Hi Richie.
Every October you should pay:
- Any balance of income tax owed for the previous year, and
- Preliminary income tax for the current year.
Your preliminary income tax payment for a particular year should be equal to either 100% of the previous year's income tax liability or 90% of the current year's income tax liability.
So applying the above to your circumstances:
- You'll shortly submit your 2010 income tax return together with the associated tax payable for 2010.
- You're also required to pay preliminary income tax for 2011. As outlined above, this payment should be based on either 100% of your 2010 income tax liability or 90% of your 2011 income tax liability.

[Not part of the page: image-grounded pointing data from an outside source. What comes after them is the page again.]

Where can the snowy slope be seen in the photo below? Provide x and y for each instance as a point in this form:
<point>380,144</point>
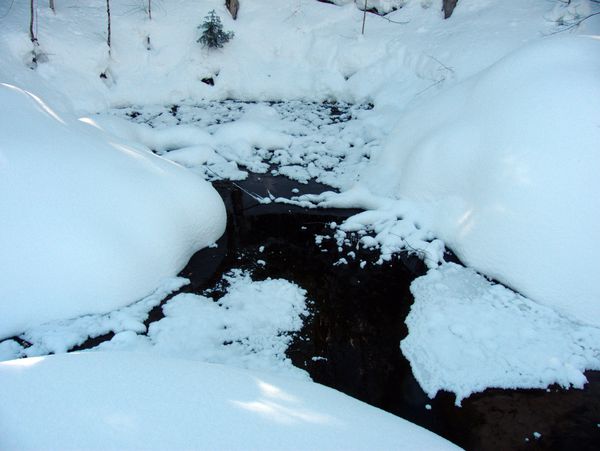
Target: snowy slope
<point>134,401</point>
<point>507,164</point>
<point>89,223</point>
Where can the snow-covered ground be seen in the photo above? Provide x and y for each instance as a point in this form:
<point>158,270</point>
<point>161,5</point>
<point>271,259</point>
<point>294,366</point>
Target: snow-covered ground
<point>483,137</point>
<point>118,401</point>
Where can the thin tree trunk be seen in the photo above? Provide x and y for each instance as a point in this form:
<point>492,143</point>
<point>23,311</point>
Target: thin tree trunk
<point>108,15</point>
<point>32,35</point>
<point>364,17</point>
<point>233,6</point>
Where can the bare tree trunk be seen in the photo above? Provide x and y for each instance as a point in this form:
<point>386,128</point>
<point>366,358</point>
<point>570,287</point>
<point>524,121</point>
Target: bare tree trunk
<point>32,35</point>
<point>364,17</point>
<point>108,16</point>
<point>448,7</point>
<point>233,6</point>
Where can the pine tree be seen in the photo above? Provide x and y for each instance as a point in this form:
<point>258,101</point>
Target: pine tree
<point>213,35</point>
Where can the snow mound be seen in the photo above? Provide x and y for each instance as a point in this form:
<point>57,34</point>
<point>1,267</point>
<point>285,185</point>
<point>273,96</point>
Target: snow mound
<point>250,326</point>
<point>133,401</point>
<point>89,223</point>
<point>467,334</point>
<point>508,165</point>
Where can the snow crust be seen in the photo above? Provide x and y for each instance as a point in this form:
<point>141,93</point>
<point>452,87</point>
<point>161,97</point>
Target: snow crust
<point>467,334</point>
<point>89,222</point>
<point>121,400</point>
<point>242,322</point>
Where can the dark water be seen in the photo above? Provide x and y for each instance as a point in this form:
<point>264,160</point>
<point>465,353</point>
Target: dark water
<point>351,341</point>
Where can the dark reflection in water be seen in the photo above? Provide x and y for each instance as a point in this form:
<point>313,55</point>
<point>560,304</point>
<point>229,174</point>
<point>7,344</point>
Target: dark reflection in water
<point>351,341</point>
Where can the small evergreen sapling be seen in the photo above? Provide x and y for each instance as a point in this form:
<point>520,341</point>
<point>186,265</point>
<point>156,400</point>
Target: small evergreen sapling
<point>213,35</point>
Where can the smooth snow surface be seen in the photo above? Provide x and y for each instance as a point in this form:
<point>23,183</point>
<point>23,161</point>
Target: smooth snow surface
<point>467,334</point>
<point>89,223</point>
<point>507,164</point>
<point>135,401</point>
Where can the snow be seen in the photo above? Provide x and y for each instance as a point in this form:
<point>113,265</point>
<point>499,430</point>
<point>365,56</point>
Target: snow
<point>508,173</point>
<point>476,133</point>
<point>241,322</point>
<point>467,334</point>
<point>89,223</point>
<point>119,400</point>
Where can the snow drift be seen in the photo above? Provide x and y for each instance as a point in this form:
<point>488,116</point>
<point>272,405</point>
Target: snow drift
<point>136,401</point>
<point>89,223</point>
<point>508,165</point>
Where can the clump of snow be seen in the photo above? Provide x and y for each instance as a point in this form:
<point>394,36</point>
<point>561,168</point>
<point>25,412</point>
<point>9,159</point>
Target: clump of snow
<point>57,337</point>
<point>327,141</point>
<point>467,334</point>
<point>132,400</point>
<point>89,223</point>
<point>250,326</point>
<point>505,168</point>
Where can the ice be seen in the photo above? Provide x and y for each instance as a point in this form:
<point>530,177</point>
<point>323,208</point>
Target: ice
<point>467,334</point>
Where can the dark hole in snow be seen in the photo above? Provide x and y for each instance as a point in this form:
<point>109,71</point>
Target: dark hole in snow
<point>351,340</point>
<point>93,342</point>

Unless you expect your 2011 liability to be significantly lower than your 2010 liability, it makes sense to base your 2011 preliminary income tax payment on 100% of your 2010 income tax liability (on the basis that you don't then have to estimate your final 2011 liability and therefore risk the imposition of interest charges if you get your calculations wrong).
- Then in October/November 2012 when you're submitting your 2011 income tax return, you've to pay any balance of income tax payable for 2011 (i.e. on top of the preliminary income tax payment you made in October 2011) and you'll also have to pay preliminary income tax for 2012.
As an aside, if you're basing a 2011 preliminary income tax payment on 100% of a 2010 income tax liability, you've to include USC as if it were in place during 2010.